Without having investors, Perrinjaquet sold the patent rights in 1954 to ESGE Werner Spingler KG, founded in 1953, which was initially producing bicycle racks, electrical kitchen knives, watches and small electrical motors. By the end of the year, the company produced the first wand blenders. In 1957, the company changed its name to ESGE Gschwend + Spingler KG. The product range was expanded to include hand-held vacuum cleaners, citrus juicers, and toasters. At the end of the 1950s, the company launched the fabrication of the first handheld blenders in series. At the beginning of the 1960s, several production sites were opened, including the current head office of the company in Mettlen, in the canton Thurgau. During this period, the daily production amounted to 250 blenders. In 1963, sales of the Bamix completely collapsed in Germany. In 1964, the founders Spingler and Gschwend sold their company to the US conglomerate General Electric. The Americans planned to restructure the group and closed all production sites except the locations in Mettlen, Switzerland and Neuffen, Germany.
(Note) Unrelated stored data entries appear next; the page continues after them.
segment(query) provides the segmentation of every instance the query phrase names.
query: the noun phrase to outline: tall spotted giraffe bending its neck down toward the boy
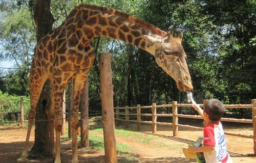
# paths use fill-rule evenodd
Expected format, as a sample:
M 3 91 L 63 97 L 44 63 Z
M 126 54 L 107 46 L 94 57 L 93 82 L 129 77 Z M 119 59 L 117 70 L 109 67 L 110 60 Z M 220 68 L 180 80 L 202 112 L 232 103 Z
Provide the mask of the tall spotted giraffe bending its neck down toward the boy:
M 50 80 L 51 88 L 49 124 L 55 163 L 61 162 L 62 96 L 66 85 L 74 79 L 74 103 L 71 112 L 72 162 L 78 162 L 77 115 L 80 95 L 95 59 L 91 42 L 94 37 L 121 40 L 150 52 L 156 58 L 156 63 L 174 78 L 179 90 L 193 90 L 186 54 L 181 45 L 183 35 L 180 30 L 177 31 L 176 37 L 173 35 L 172 27 L 168 32 L 164 32 L 152 24 L 117 10 L 87 4 L 75 7 L 67 19 L 57 29 L 42 37 L 35 47 L 29 79 L 31 109 L 22 162 L 27 161 L 35 108 L 47 79 Z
Despite improving sales figures beginning from 1967, General Electric decided to sell the company off in 1971. As the biggest buyer of Bamix food processors, Walter Bodart from Belgium purchased the production company in Switzerland with all rights for Bamix and ESGE Zauberstab, and introduced a strategy based on quality and a single product. ESGE AG in Mettlen became the only production site for Bamix. In 1983, the daily production reached 1,600 units. In 1986, Bodart agreed to a management buyout and sold ESGE AG to Valentin Gunsch (finance), Max Rüttimann (technology), and Werner Stahl (marketing). In 2002, Gunsch, Rüttimann, and Stahl sold the group to Hans Jud and Erich Eigenmann. Erich Eigenmann has served as CEO of ESGE AG since 1 October 2002. Since then the focus was on quality, branding and building up new markets to cover all relevant distribution channels in the markets. As of 2010, production capacity was 2,000 blenders per day.